Shurtleff's BofA about-face won't bind new A.G.
Despite former Attorney General Mark Shurtleff's decision to personally sign onto a settlement in a foreclosure lawsuit that Bank of America seemed to be losing, his successor will continue to pursue other suits pending against the bank.
It isn't clear what new Attorney General John Swallow thinks about Shurtleff's reversal of the state's position in a suit brought by Holladay homeowners Timothy and Jennifer Bell that ReconTrust- BofA's foreclosure arm illegally began foreclosure proceedings against their property when their $3 million loan went into default.
But Shurtleff's change of mind in the last weeks of his term disheartened lawyers in his office, which previously had intervened in the case as a plaintiff, arguing that ReconTrust had violated state law by carrying out foreclosures on its own instead of going through a Utah attorney or title company.
"Mr. Shurtleff made the decision that he did. Not everyone in the office would agree to that, and people would come to different conclusions about whether or not the state should dismiss the case," assistant attorney general Thom Roberts said after a hearing Tuesday before U.S. District Judge Bruce Jenkins to decide whether the settlement between BofA and the Bells should be approved.
Shurtleff's about-face came some time between Dec. 17, when the Bells agreed to settle without support from the Attorney General's office, and 11 days later when a BofA lawyer filed documents carrying Shurtleff's signature to dismiss the case. Shurtleff's term ended Jan. 7, and he will go to work for a law firm that regularly represents BofA. Shurtleff has said his new job had nothing to do with his decision, adding that he changed his mind because it made no sense for Utah to continue to be involved at taxpayer expense in a case that the Bells had settled.
Lawyers for BofA previously argued that because it is a national bank, it is governed by federal banking regulations that say nationally chartered lenders and their business units are guided by the laws of their home states. ReconTrust is based in Texas.
Jenkins, who previously had ruled in favor of the plaintiffs put off a ruling on the matter Tuesday after pointing out repeatedly that the Bells' lawyer had improperly signed an electronic version of the dismissal document.
The Bells sued BofA in 2011, claiming that another unit of the bank, Countrywide Financial, used predatory lending practices to entice them into a loan to refinance their Holladay home under repayment terms that they couldn't afford.
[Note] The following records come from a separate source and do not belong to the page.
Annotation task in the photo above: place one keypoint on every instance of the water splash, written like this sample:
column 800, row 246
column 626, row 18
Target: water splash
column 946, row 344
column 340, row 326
Their suit alleges ReconTrust illegally began foreclosure proceedings when they went into default.
The settlement that BofA and the Bells and later Shurtleff agreed to called for the bank to reduce the Bells' original loan of about $3 million by $1.1 million to make the new loan amount equal to the present market value of the property.
The case seems certain to be heard by the 10th Circuit Court of Appeals in Denver. Two other federal judges in Utah have previously sided with ReconTrust in other cases. They agreed that the company was legally foreclosing on properties in the state, even though it was governed by Texas law.
In a ruling last year, Jenkins disagreed. He said rules issued by the Office of the Comproller of the Currency and relied on by ReconTrust were wrong. Federal law was intended to mean that banks had to follow the law of the states where they had initiated foreclosure proceedings, the judge said.